While this is difficult to prove, there is evidence that purebreds have reduced vigor compared with mixed breeds.
Meanwhile, for a first gen mix like the St Berdoodle, not much is known about the exact origin of the cross.
But we can learn more about the Saint Bernard Poodle mix by examining the history of each parent breed.
These lovable dogs got their name from the Great Saint Bernard Pass through the Alps between Italy and Switzerland.
An Augustine monk named Bernard de Menthon built a monastery and hospice there in the middle of the eleventh century.
Around 1700, the dogs of the monastery began working as search and rescue dogs for lost or injured travelers.
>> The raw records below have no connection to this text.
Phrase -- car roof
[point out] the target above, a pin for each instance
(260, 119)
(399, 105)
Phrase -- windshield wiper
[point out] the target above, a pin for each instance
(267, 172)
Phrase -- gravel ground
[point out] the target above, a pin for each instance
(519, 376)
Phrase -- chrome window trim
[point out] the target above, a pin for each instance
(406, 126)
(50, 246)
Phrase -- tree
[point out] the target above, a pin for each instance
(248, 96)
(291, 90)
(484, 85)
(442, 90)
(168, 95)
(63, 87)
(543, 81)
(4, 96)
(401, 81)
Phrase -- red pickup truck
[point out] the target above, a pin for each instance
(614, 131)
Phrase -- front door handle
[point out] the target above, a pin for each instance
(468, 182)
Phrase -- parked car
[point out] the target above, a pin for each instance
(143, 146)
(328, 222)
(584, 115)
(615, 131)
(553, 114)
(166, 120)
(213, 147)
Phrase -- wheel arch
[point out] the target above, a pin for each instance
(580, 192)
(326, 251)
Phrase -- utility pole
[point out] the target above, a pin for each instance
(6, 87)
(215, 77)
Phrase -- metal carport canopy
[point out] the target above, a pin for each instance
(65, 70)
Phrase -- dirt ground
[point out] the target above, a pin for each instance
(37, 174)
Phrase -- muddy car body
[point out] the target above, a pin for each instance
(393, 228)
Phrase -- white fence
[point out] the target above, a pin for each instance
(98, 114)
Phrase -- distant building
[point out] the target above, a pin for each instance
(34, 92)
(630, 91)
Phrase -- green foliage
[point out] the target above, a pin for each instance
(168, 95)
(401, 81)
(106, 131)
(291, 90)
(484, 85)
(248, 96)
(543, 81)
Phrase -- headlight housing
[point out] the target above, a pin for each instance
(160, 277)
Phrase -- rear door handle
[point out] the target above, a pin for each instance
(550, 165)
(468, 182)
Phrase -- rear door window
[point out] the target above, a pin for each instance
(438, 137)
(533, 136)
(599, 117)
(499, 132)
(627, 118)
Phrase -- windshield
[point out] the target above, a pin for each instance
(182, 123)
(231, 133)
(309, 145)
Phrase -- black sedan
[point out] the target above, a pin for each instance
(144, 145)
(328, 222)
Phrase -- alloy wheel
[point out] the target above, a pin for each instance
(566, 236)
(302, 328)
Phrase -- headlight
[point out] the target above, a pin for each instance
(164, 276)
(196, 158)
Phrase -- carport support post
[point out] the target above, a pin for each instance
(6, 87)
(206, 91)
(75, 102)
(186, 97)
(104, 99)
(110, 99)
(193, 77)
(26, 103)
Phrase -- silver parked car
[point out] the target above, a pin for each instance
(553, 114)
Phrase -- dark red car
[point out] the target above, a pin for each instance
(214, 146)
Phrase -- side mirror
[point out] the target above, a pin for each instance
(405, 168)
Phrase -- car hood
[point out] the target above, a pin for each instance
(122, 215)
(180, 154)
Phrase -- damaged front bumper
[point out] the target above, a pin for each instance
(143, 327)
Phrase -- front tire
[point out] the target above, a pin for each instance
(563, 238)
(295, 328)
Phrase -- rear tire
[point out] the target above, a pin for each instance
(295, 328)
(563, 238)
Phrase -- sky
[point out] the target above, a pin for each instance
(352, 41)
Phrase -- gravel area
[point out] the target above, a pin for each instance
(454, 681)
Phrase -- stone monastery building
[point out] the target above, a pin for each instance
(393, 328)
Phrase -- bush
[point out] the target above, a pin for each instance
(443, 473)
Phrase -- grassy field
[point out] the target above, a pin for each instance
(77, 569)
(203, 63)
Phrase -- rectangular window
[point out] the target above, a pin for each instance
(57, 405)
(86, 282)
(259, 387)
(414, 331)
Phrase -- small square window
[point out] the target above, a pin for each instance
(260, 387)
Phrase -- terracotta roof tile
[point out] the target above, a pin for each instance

The first record of breeding these dogs outside of the hospice was by Heinrich Schumacher in Switzerland in 1855. The Swiss Kennel Club was founded in 1883 and adopted the first Swiss Saint Bernard standard in 1884.
Since that time, three different Saint Bernard standards have developed. There is an American standard, which is a modification of the original Swiss version. There is also an English version.
Now there is a revised Swiss version which was adopted by all the Fédération Cynologique Internationale (FCI) countries in 1993.
Poodles originated in Germany as duck hunters over 400 years ago. Hunters bred them to be water retrieving dogs.
They began shaving their legs, neck, and tail to assist with greater mobility while the dogs were swimming. The rest of the fur remained intact to keep the Poodles warm while swimming in chilly water.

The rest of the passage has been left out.